Dimon says 'fintech and big tech are here' as banks lose ground

Hannah Levitt, Bloomberg News on

Published in Business News

The letter expands on predictions Dimon has offered for years, this time declaring many of those threats have now arrived. Financial-technology firms are more formidable, offering easy-to-use, fast and smart products, he said. Shadow banks -- a group that includes investment funds and online platforms offering financing to companies and consumers -- are winning market share too.

Those groups have outpaced the growth of banks by some measures, often thanks to less regulation. They have also done “a terrific job in easing customers’ pain points” with slick online platforms, he said.

“While I am still confident that JPMorgan Chase can grow and earn a good return for its shareholders, the competition will be intense, and we must get faster and be more creative,” the CEO wrote. “Acquisitions are in our future, and fintech is an area where some of that cash could be put to work.”

He also touched on the bank’s future need for real estate, expecting it to drop significantly as remote working outlasts the pandemic. The bank could require some 60 seats for every 100 employees as some staff work under a hybrid model, he said. The lender still intends to build its new headquarters in New York City, he added.

Despite a warning just two days ago from Senate Minority Leader Mitch McConnell that corporate leaders should refrain from taking stances on divisive political issues, Dimon wades into areas including immigration, health care and education.

“Our problems are neither Democratic nor Republican -- nor are the solutions,” Dimon wrote. “Unfortunately, however, partisan politics is preventing collaborative policy from being designed and implemented, particularly at the federal level.”

‘Terribly Wrong’

For all the brightness in his economic outlook, Dimon found cause for far darker laments.


The pandemic has thrust profound inequities and their devastating effects into the spotlight.
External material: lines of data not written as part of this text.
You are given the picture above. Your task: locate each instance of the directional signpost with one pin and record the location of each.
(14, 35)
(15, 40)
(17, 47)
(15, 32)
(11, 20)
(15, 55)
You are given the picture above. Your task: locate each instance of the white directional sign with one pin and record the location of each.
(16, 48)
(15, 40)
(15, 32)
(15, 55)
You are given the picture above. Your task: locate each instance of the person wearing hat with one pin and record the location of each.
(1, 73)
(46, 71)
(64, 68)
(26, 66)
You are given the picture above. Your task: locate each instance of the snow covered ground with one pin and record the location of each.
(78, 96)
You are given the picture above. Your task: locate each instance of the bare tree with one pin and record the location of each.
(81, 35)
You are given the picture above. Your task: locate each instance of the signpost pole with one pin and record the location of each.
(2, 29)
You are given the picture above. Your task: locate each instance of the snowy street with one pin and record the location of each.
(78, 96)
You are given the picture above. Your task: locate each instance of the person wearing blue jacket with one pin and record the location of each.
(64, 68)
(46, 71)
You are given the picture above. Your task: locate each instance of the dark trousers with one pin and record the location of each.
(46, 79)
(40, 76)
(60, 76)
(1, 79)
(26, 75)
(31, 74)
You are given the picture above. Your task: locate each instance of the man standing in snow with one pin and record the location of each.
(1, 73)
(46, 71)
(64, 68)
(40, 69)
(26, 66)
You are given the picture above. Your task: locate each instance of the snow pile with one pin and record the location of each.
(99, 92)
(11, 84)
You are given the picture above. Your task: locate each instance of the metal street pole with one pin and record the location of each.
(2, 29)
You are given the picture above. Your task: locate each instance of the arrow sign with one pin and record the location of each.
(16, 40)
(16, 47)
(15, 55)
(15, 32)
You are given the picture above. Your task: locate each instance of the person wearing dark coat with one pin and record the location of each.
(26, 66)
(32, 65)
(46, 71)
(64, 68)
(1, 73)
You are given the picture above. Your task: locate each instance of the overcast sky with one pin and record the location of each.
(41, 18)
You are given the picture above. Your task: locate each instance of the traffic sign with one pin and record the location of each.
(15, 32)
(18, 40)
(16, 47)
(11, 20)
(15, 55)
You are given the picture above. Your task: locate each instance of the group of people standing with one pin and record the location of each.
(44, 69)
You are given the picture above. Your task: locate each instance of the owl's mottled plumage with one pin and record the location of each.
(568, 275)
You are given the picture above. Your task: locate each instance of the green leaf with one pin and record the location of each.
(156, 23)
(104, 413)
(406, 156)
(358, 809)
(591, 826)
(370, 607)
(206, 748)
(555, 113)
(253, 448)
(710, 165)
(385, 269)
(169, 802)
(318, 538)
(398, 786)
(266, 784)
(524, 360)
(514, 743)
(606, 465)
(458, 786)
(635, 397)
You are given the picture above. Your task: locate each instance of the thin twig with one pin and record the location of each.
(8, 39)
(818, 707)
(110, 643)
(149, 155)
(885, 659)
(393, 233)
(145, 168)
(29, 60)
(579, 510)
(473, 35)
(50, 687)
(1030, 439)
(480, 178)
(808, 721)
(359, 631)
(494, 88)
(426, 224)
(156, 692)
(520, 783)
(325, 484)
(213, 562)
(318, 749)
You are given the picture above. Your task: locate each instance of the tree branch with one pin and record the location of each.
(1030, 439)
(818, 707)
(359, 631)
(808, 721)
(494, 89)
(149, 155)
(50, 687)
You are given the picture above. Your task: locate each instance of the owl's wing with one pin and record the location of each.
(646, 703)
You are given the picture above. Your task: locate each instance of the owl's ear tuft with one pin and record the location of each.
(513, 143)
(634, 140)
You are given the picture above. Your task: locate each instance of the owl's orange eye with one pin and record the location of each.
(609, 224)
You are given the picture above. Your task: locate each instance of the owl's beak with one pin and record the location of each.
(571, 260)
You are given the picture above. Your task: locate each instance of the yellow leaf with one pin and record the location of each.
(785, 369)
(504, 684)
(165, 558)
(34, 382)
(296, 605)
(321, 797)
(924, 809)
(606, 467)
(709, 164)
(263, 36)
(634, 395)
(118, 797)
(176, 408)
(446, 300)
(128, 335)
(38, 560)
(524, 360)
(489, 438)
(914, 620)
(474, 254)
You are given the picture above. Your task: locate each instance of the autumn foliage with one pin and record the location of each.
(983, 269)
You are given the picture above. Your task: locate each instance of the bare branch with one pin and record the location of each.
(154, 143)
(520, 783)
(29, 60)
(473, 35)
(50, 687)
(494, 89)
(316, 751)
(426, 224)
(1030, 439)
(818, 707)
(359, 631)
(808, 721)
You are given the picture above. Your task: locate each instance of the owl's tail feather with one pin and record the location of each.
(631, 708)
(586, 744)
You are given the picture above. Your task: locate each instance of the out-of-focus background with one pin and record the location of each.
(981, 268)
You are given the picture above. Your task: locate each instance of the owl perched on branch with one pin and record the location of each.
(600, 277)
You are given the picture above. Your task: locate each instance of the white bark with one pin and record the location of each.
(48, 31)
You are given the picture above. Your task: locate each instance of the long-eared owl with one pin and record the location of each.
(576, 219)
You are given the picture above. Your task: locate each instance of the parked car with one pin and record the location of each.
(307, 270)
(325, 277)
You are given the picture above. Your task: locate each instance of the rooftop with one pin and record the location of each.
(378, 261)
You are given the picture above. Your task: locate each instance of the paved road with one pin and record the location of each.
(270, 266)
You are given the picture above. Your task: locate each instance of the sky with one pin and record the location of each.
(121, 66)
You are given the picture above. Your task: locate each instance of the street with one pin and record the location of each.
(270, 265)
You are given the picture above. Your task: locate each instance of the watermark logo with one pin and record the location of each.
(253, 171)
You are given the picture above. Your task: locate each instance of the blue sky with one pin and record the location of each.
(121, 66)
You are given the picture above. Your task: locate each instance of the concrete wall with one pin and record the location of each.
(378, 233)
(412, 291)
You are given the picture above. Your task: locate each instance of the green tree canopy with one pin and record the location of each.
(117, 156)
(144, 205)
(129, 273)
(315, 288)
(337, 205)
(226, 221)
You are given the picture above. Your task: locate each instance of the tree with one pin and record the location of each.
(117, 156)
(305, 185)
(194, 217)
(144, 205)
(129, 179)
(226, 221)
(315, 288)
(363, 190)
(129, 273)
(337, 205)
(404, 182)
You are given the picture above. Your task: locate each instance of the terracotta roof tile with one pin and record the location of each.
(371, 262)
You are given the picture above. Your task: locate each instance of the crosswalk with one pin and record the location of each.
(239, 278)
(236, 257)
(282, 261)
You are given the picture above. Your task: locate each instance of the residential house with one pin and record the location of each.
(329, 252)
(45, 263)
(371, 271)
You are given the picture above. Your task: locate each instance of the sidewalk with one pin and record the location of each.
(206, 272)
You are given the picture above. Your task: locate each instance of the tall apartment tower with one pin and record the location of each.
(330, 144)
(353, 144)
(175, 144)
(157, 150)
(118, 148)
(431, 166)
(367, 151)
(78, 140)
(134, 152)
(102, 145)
On issues such as health care and immigration, people have lost faith in the government’s ability to solve problems, he said.

“Americans know that something has gone terribly wrong, and they blame this country’s leadership: the elite, the powerful, the decision makers -- in government, in business and in civic society,” he wrote. “This is completely appropriate, for who else should take the blame?”

That fuels populism on the right and left, he said. “But populism is not policy, and we cannot let it drive another round of poor planning and bad leadership that will simply make our country’s situation worse.”

The CEO even put it in economic terms: He estimates wide-ranging “dysfunction” has cut a percentage point off the U.S. growth rate. He suggested studying solutions abroad, pointing to apprenticeship programs in Germany, health care in Singapore and infrastructure in Hong Kong.

Dimon also reiterated a call for a national Marshall Plan, referring to the U.S. effort to help Western Europe recover from World War II, to address the structural challenges behind the country’s racial and economic crises.

“Fixing America’s problems is going to take hard work. But if we divide them into their component parts, we will find many viable solutions,” he said. “With thoughtful analysis, common sense and pragmatism, there is hope.”